Infinitely Losing My Edge
Yeah, I'm losing my edge.
I'm losing my edge.
The kids are coming up from behind.
I'm losing my edge.
I'm losing my edge to the kids from Swaziland and from Lagos.
But I was there.
I was there in 1962.
I was there at the first Guess Who show in Winnipeg.
I'm losing my edge.
I'm losing my edge to the kids whose footsteps I hear when they get on the decks.
I'm losing my edge to the internet seekers who can tell me every member of every good group from 1968 to 1970.
I'm losing my edge.
To all the kids in Tokyo and Manila.
I'm losing my edge to the art-school Seoul kids in little jackets and borrowed nostalgia for the unremembered nineties.
I'm losing my edge.
I'm losing my edge.
I can hear the footsteps every night on the decks.
But I was there.
I was there in 2001 at the first Tiga practice in a loft in Montreal.
I was working on the marimba sounds with much patience.
I was there when David Bowie started up his first band.
I told him, "Don't do it that way. You'll never make a dime."
I was there.
I was the first guy playing Sexual Harrassment to the dance kids.
I played it at the Crocodile.
Everybody thought I was crazy.
We all know.
I was there.
I was there.
I've never been wrong.
But I'm losing my edge to better-looking people with better ideas and more talent.
And they're actually really, really nice.
I'm losing my edge.
I heard you have a compilation of every good song ever done by anybody.
Every great song by Nirvana. All the underground hits.
All Gian Franco Pienzio tracks. I heard you have a vinyl of every Cameo record on German import.
I heard that you have a white label of every seminal crunk hit - 1985, '86, '87.
I heard that you have a CD compilation of every good '50s cut and another box set from the '70s.
I hear you're buying a linndrum and a theremin and are throwing your macbook out the window because you want to make something real. You want to make a The Young Rascals record.
I hear that you and your band have sold your guitar and bought a harpsichord.
I hear that you and your band have sold your harpsichord and bought a guitar.
I hear everybody that you know is more relevant than everybody that I know.
But have you seen my records?
Thompson Twins,
The Flesh Eaters,
Tomorrow,
The Knickerbockers,
Lebanon Hanover,
Soul Sonic Force,
Lyres,
Joe Smooth,
Malaria!,
Bang On A Can,
Lalann,
The Fuzztones,
Nick Fraelich,
Stiv Bators,
Peter and Kerry,
H. Thieme,
Godley & Creme,
Robert Hood,
Goldenarms,
Make Up,
The Skatalites,
Amazonics,
The Saints,
Drive Like Jehu,
the Swans,
Be Bop Deluxe,
The Gap Band,
The Busters,
Black Bananas,
Marc Romboy vs. Booka Shade,
Barbara Tucker,
Eyeless In Gaza,
The Slackers,
Eric B and Rakim,
Amon Düül,
Jeru the Damaja,
Zapp,
R.M.O.,
Faust,
Pharaoh Sanders and the Fire Engines,
The Techniques,
The Last Poets,
Morten Harket,
The Men They Couldn't Hang,
Colin Newman,
Kool Moe Dee,
Reagan Youth,
Grandmaster Flash,
Selector Dub Narcotic,
Mandrill,
the Sonics,
Idris Muhammad,
Sex Pistols,
The Red Krayola,
Sparks,
Japan,
David Axelrod,
Magma,
Scott Walker,
Country Joe & The Fish,
Tommy Roe, Tommy Roe, Tommy Roe, Tommy Roe.

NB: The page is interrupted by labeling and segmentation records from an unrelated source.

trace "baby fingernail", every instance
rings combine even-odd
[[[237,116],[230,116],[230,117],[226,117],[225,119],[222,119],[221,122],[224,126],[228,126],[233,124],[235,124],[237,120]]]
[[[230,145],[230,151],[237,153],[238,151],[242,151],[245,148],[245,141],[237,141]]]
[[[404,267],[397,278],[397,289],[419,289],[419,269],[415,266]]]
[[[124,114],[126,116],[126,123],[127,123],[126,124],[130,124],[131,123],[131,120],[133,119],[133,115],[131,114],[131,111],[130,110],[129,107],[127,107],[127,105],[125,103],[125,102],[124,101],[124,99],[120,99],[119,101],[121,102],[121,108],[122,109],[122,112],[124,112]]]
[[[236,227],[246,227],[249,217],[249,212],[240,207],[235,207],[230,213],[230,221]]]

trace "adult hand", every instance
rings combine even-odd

You don't know what you really want.
You don't know what you really want.
You don't know what you really want.
You don't know what you really want.
You don't know what you really want.
You don't know what you really want.
You don't know what you really want.
You don't know what you really want.
You don't know what you really want.
You don't know what you really want.
You don't know what you really want.
You don't know what you really want.
You don't know what you really want.
You don't know what you really want.
You don't know what you really want.